Nice idea. Note that we now have an ocr server running Tesseract.
It is linked to Proofreadpage (and it works erratically)
Questions : are the bbox coordinates generated by the ocr engine ?
in that case, what happense if the ocr outputs an incorrect number
of lines ?
also, I think you do need a javascript hack for the edit box;
what happens if the user creates a new line ?
Thomas
Gregory Maxwell wrote:
What I'd like to do is
leave invisible markup generated by the ocr software in the page text,
like this:
<span class='ocr_line' title='bbox 551 4202 2666 4278 1'>The first
experiments were made on the absorption of carbonic</span> <span
class='ocr_line' title='bbox 474 4281 2668 4355 1'>acid gas by water:
and here a singular disagreement was observed</span> <span
class='ocr_line' title='bbox 471 4360 2668 4433 1'>in the first
trials
made under exactly the same circumstances.

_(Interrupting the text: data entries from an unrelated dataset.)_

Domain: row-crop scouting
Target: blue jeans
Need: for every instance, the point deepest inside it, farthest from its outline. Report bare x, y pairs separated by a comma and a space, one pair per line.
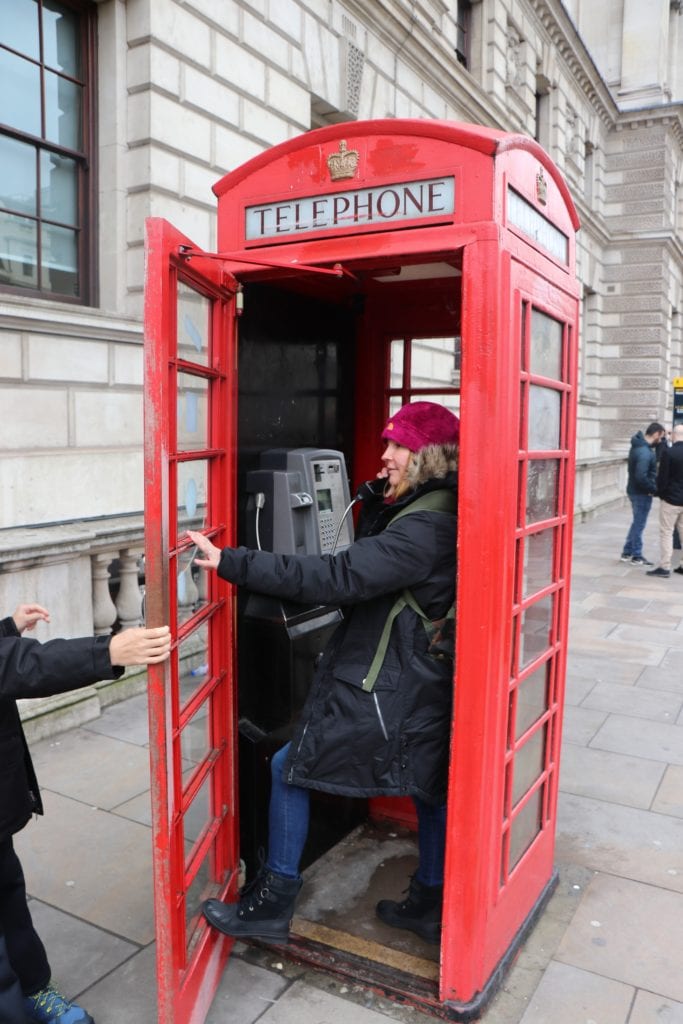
288, 827
641, 505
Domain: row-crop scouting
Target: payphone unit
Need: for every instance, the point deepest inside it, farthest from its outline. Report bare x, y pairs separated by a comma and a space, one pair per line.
300, 501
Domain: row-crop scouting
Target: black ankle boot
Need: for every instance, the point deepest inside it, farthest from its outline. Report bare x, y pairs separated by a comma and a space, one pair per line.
420, 912
264, 909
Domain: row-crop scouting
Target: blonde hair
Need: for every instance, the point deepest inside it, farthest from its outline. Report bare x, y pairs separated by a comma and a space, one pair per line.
432, 462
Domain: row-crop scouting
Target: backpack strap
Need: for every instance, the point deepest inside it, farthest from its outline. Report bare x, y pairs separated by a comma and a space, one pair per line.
433, 501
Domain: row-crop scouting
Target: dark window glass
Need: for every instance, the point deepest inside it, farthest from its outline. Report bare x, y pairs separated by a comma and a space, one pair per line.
46, 69
463, 37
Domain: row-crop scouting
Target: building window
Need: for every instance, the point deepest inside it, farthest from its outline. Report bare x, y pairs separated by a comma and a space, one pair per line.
46, 144
463, 32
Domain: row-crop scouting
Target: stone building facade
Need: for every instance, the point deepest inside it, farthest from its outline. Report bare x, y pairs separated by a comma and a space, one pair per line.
154, 100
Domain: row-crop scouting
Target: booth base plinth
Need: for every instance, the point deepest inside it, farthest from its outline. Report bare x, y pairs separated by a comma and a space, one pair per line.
335, 929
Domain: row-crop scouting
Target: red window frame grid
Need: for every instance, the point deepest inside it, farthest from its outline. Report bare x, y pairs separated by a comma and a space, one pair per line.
558, 522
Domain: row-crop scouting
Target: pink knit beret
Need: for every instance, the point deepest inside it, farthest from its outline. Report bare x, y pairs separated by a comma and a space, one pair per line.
422, 423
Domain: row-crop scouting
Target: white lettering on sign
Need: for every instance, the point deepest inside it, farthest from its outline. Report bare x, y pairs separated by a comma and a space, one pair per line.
382, 205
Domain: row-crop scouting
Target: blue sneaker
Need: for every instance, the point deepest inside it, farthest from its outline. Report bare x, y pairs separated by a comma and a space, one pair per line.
49, 1007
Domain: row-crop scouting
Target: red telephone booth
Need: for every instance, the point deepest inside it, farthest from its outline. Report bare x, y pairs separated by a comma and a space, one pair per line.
360, 266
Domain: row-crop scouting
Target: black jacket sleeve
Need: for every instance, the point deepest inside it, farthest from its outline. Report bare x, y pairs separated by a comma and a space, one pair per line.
398, 557
30, 669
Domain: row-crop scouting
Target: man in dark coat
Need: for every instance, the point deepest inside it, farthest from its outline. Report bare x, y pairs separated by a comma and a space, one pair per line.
29, 669
377, 719
641, 486
670, 492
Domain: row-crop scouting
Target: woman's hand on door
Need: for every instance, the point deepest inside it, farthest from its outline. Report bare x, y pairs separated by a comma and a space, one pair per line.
210, 551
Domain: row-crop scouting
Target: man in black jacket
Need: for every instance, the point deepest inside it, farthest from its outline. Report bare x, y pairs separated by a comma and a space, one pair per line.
640, 488
670, 491
30, 669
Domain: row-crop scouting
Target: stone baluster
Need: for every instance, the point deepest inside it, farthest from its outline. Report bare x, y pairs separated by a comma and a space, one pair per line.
103, 608
129, 598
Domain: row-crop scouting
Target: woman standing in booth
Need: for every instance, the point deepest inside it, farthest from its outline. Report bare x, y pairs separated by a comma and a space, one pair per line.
377, 719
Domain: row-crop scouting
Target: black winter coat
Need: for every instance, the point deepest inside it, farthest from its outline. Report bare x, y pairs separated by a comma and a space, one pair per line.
30, 669
670, 475
642, 467
393, 740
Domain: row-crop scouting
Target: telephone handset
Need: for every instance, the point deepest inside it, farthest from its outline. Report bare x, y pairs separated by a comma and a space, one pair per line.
299, 502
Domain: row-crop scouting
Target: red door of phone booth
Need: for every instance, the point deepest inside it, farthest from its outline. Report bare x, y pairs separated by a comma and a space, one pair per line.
447, 251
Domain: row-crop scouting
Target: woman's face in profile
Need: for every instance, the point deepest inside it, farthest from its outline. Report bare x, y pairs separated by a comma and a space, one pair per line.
395, 459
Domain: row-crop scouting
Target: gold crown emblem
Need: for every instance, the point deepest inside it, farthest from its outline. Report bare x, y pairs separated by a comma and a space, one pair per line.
344, 163
541, 187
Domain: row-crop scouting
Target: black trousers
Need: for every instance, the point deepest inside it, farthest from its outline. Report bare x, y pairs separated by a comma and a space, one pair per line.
24, 964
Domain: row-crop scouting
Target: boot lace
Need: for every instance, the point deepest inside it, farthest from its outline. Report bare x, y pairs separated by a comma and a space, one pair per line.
256, 890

It</span>
From this the ocred text could be corrected, and
markup could be
added, but I could still take the output and apply it back to the
original document. If people feel this would frustrate editing too
much we could make some Javascript hacks to the edit box to reduce the
span tags to nothing more than an immutable <S marker.
Would this be acceptable?